Sèvres–Lecourbe () is an elevated station of the Paris Métro serving line 6 at the intersection of several streets including the Rue de Sèvres and the Rue Lecourbe in the 15th arrondissement.

This station is one of a small number of elevated Paris Métro stations.  The tracks emerge from underground near the Pasteur station at Rue de Vaugirard and remain elevated through four more stations, crossing the Seine on Pont de Bir-Hakeim and descending underground west of the Seine near the Passy station. Visitors have excellent views of several notable landmarks from this station and its trains.

Location
Elevated above-ground, the station overlooks the Boulevard Garibaldi, west of the Place Henri-Queuille (intersects with the Rues de Sèvres and Lecourbe, Avenue de Breteuil and Boulevard Pasteur) location of the old Sevres gate of the Wall of the Farmers-General. Oriented Approximately along a north-west/south-east axis, it is situated between the Cambronne and Pasteur stations, it is also geographically close to the Ségur metro station on Line 10.

History
The station opened as part of the former Line 2 South on 24 April 1906, when it was extended from Passy to Place d'Italie.

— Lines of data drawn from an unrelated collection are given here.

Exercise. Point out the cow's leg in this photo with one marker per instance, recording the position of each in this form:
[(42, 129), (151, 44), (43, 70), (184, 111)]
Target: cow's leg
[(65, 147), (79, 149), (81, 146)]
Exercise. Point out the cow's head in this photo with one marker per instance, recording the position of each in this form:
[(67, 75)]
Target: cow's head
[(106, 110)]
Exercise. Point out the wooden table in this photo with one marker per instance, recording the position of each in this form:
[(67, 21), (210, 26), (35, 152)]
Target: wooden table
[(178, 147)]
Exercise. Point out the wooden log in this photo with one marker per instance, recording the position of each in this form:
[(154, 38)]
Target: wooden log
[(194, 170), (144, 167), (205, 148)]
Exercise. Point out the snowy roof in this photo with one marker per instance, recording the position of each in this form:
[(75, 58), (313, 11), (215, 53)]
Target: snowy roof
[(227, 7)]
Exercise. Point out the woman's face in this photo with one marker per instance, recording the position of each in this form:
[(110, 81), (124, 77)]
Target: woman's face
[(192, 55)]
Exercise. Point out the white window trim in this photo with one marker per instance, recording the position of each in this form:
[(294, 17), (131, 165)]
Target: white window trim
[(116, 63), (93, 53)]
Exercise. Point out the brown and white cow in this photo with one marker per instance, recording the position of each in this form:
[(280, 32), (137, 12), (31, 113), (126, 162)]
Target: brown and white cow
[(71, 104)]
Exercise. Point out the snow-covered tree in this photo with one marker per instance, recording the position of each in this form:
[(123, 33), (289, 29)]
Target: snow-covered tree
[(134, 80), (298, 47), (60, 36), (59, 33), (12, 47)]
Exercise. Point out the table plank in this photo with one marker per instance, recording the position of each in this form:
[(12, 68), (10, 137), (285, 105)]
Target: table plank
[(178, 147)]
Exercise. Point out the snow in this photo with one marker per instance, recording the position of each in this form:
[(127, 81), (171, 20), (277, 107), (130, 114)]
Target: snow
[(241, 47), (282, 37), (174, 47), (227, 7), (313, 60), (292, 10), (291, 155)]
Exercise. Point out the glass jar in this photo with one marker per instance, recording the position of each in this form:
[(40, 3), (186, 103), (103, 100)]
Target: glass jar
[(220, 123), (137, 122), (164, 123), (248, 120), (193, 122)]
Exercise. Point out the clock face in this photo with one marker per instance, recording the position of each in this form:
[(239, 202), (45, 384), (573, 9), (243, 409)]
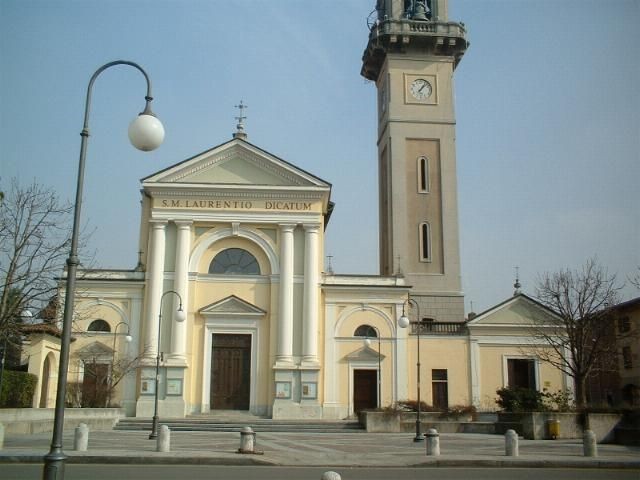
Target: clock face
[(420, 89), (383, 98)]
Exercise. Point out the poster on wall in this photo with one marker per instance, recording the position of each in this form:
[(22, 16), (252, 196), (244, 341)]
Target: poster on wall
[(174, 386), (283, 390), (309, 390), (148, 386)]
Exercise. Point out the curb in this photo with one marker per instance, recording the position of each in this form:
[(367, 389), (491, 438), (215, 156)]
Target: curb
[(251, 460)]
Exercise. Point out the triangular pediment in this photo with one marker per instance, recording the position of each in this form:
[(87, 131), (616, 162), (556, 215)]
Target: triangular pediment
[(520, 310), (364, 354), (232, 306), (236, 162)]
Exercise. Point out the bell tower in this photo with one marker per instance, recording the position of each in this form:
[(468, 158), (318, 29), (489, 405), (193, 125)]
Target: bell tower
[(412, 52)]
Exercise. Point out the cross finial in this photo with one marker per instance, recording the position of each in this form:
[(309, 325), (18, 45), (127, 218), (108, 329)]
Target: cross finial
[(329, 266), (517, 285), (140, 266), (240, 133)]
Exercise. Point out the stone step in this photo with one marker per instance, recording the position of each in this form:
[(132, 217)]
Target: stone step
[(257, 424)]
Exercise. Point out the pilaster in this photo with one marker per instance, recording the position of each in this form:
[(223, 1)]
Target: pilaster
[(284, 353), (310, 317), (155, 274), (180, 285)]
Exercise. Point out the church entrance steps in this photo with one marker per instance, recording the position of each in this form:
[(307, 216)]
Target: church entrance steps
[(258, 424)]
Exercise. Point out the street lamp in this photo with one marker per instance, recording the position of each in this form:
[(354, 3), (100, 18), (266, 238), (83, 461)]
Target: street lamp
[(128, 338), (145, 133), (404, 322), (180, 317), (367, 342)]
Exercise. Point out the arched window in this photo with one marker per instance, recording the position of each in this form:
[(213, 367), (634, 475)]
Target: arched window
[(423, 175), (365, 331), (99, 325), (425, 242), (235, 261)]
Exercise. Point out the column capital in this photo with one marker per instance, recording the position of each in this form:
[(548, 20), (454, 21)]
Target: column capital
[(183, 223), (311, 227), (287, 227)]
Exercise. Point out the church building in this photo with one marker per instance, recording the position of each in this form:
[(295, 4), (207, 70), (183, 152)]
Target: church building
[(231, 302)]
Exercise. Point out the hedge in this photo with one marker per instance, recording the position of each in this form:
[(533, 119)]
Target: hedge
[(17, 389)]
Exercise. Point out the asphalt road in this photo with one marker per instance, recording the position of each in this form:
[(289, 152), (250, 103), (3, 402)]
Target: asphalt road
[(196, 472)]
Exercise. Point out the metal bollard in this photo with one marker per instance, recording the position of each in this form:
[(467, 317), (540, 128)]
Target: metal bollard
[(511, 444), (330, 476), (433, 442), (589, 445), (247, 440), (164, 439), (81, 438)]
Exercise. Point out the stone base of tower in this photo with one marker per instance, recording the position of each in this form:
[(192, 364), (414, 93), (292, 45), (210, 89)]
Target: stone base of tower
[(440, 307)]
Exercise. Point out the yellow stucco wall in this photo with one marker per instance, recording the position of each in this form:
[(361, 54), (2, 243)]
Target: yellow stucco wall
[(493, 374), (448, 353)]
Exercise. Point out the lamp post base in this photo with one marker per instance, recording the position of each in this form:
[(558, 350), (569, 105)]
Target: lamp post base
[(54, 465), (154, 428)]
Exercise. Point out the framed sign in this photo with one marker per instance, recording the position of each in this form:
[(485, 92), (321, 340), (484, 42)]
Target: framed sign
[(174, 386), (148, 386), (309, 390), (283, 390)]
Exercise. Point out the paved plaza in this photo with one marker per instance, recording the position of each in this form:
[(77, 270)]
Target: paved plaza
[(320, 449)]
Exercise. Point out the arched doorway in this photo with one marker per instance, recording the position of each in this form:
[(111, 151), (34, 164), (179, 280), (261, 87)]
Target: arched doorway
[(44, 382)]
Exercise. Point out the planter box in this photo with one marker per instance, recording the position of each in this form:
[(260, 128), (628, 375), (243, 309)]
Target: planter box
[(534, 425)]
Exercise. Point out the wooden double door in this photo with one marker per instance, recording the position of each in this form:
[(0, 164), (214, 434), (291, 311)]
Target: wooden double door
[(230, 371), (365, 389)]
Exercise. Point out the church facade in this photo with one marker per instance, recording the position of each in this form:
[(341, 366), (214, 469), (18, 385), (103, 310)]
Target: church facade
[(231, 299)]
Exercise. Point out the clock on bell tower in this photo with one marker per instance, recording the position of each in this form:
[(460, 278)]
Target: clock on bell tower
[(412, 52)]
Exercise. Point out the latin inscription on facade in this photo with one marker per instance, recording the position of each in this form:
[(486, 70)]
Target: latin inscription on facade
[(235, 204)]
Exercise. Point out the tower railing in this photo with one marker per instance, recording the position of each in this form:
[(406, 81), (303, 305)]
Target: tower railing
[(439, 328)]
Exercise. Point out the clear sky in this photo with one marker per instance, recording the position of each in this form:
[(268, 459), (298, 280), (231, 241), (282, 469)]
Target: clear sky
[(547, 104)]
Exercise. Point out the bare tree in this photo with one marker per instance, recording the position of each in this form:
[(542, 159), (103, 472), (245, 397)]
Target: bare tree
[(101, 377), (581, 336), (34, 240), (635, 279)]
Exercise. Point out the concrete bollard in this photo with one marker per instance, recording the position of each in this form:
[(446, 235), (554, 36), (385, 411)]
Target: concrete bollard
[(511, 444), (433, 442), (247, 440), (330, 476), (81, 438), (164, 439), (589, 445)]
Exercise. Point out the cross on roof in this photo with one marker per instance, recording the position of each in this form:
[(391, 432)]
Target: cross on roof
[(241, 117)]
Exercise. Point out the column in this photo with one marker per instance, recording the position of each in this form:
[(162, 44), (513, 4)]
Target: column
[(474, 368), (155, 276), (284, 353), (180, 285), (310, 315)]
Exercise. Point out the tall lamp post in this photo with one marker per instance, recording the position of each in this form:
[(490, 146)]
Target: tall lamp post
[(180, 317), (128, 338), (146, 133), (367, 342), (404, 322)]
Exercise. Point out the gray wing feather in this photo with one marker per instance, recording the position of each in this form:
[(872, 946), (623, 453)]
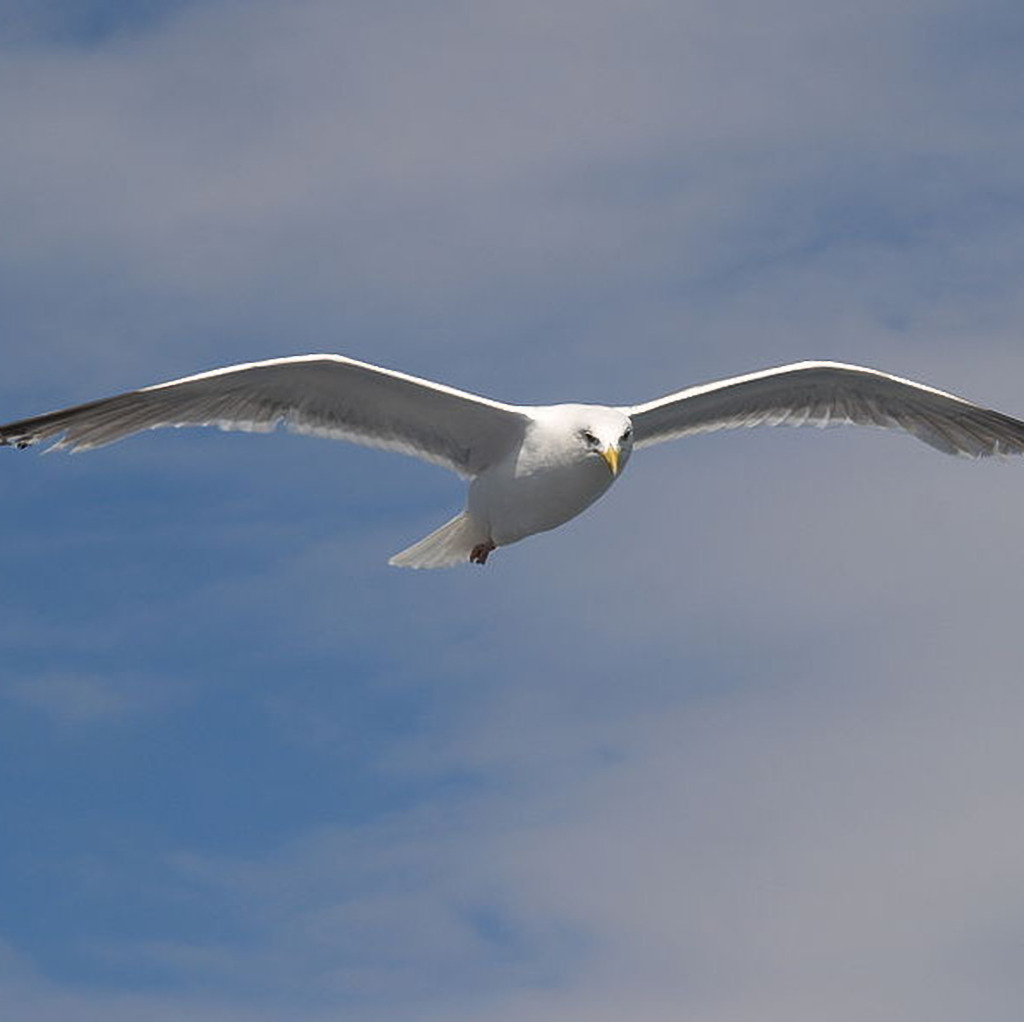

On 14 October 1907 Line 2 South was incorporated into Line 5. It was incorporated into line 6 on 12 October 1942.

The Rue de Sèvres was the old road, originally Roman to the village of Sèvres, now a suburb of Paris. The Rue Lecourbe was named after General Claude Lecourbe (1758–1815) who fought in the French Revolution and for Napoleon. Until 1907, the station was called Suffren after the Avenue de Suffren, named after Admiral Pierre André Suffren (1729–1788), who fought the British aggressively during the Seven Years' War (1754 and 1756–1763).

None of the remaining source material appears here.